At the beginning, he had the jury’s full attention — they were looking directly at him. Now, they’re looking down at their monitors, up, around, and one keeps closing his eyes, as Epic tries to cram in lots of evidence we’ve seen before at the same time.

It seems he knows this: “I want to go dark for a second,” he says, turning off the screens.

Sean Hollister
Sean Hollister
Did Epic just make an intentional flub?

“People who took the Hug money had to launch only on the Google Play Store,” Epic’s Gary Bornstein begins, before stopping himself and saying that the Project Hug agreements that Google secured with game developers required them to ship simultaneously on other stores instead. “Sim-ship” isn’t nearly as compelling an argument for Epic — but it did find one Google exec’s email admitting that it was intended to disincentive other app stores.

Sean Hollister
Sean Hollister
Google’s contagion defense is “nonsense,” Epic tells the jury.

“Some witnesses tried to tell you that contagion meant apps would leave Android and only be on iOS. That’s nonsense,” says Epic’s lead attorney. “There’s no single app that’s given up the 3 billion potential users on Android just to be on IOS.”

Having been in the courtroom every day, I have to agree: Google knew full well that the “contagion risk” it feared was from other Android app stores cutting into Google Play.

Sean Hollister
Sean Hollister
Epic claims Project Banyan was “just one incident in a long history of Samsung and Google agreeing not to compete in one way or another.”

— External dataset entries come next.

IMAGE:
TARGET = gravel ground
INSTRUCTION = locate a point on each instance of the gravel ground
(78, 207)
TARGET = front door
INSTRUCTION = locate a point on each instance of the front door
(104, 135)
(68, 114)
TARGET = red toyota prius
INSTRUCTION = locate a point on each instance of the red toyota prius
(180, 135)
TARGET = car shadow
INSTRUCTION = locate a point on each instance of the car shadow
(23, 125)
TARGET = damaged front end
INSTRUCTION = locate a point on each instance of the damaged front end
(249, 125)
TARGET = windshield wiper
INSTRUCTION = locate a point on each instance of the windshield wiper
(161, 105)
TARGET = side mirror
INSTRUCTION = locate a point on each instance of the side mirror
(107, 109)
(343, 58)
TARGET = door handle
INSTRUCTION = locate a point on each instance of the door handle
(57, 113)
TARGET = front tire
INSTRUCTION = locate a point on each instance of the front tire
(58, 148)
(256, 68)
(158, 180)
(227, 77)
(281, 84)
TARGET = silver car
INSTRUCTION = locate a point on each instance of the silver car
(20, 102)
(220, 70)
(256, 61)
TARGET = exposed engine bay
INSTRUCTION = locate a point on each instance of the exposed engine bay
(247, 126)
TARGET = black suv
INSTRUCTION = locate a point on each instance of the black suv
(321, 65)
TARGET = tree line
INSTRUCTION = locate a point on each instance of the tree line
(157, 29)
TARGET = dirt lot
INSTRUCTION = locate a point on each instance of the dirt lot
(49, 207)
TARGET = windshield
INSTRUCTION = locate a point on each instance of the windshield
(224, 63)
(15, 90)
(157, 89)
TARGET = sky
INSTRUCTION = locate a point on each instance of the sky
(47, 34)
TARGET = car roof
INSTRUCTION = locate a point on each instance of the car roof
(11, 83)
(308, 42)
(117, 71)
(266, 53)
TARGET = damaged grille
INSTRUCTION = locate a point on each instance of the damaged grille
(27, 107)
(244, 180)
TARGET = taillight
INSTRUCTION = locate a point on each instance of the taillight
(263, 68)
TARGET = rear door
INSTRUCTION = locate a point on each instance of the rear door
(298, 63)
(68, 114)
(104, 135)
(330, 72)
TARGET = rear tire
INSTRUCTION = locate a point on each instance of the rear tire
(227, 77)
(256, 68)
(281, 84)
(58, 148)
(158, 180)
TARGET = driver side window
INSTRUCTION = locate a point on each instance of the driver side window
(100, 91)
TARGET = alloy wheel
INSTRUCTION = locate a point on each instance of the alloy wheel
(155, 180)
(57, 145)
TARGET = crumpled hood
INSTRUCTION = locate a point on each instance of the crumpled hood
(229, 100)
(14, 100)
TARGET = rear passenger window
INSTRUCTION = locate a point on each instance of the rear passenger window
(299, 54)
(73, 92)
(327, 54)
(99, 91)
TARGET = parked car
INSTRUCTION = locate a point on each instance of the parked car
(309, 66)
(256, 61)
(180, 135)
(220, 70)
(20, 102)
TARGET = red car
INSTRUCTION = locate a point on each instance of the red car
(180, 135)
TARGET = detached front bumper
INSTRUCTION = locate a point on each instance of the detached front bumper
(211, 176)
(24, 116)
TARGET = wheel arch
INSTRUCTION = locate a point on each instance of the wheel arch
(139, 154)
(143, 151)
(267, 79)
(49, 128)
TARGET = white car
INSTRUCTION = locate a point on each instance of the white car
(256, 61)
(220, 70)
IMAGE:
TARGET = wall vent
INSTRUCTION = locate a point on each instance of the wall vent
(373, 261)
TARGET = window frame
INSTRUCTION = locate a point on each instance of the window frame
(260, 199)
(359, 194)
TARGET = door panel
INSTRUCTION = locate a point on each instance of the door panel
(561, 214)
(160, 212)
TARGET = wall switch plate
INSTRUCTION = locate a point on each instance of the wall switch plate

“Samsung knew what it meant,” says Bornstein, pointing out that Samsung documents show it judged the proposal as designed to “prevent unnecessary competition on store,” But though Bornstein admits Google never went through with Project Banyan, he’s attempting to show the jury that Samsung and Google were closer than competitors.

We’re looking at evidence we’ve seen before, like former Google Play Store head Jamie Rosenberg’s assertion that “any sort of rev share arrangement with Samsung is that we’d achieve structural alignment on business model.”

Sean Hollister
Sean Hollister
“It was a misleading statement and the evidence showed that at trial.”

Epic lead attorney Bornstein on the challenged idea that a billion Android users have enabled the unknown sources sideloading flow.

“That sounded great. I wrote it down too,” he told the jury. But he says it isn’t true.

Sean Hollister
Sean Hollister
“When people try to download the Fortnite installer, 35 percent of those people dropped off.”

I suggested harm might be the hardest bit for Epic to prove, and Bornstein is tackling that right away by suggesting Google’s unknown sources sideloading flow kept Epic’s Fortnite downloads low. I don’t know if Epic proved that either, but this was a good quote from Bornstein today: “Google knew this was a problem, internally they knew what was happening to the Amazon app store. They knew the hurdle was too high.”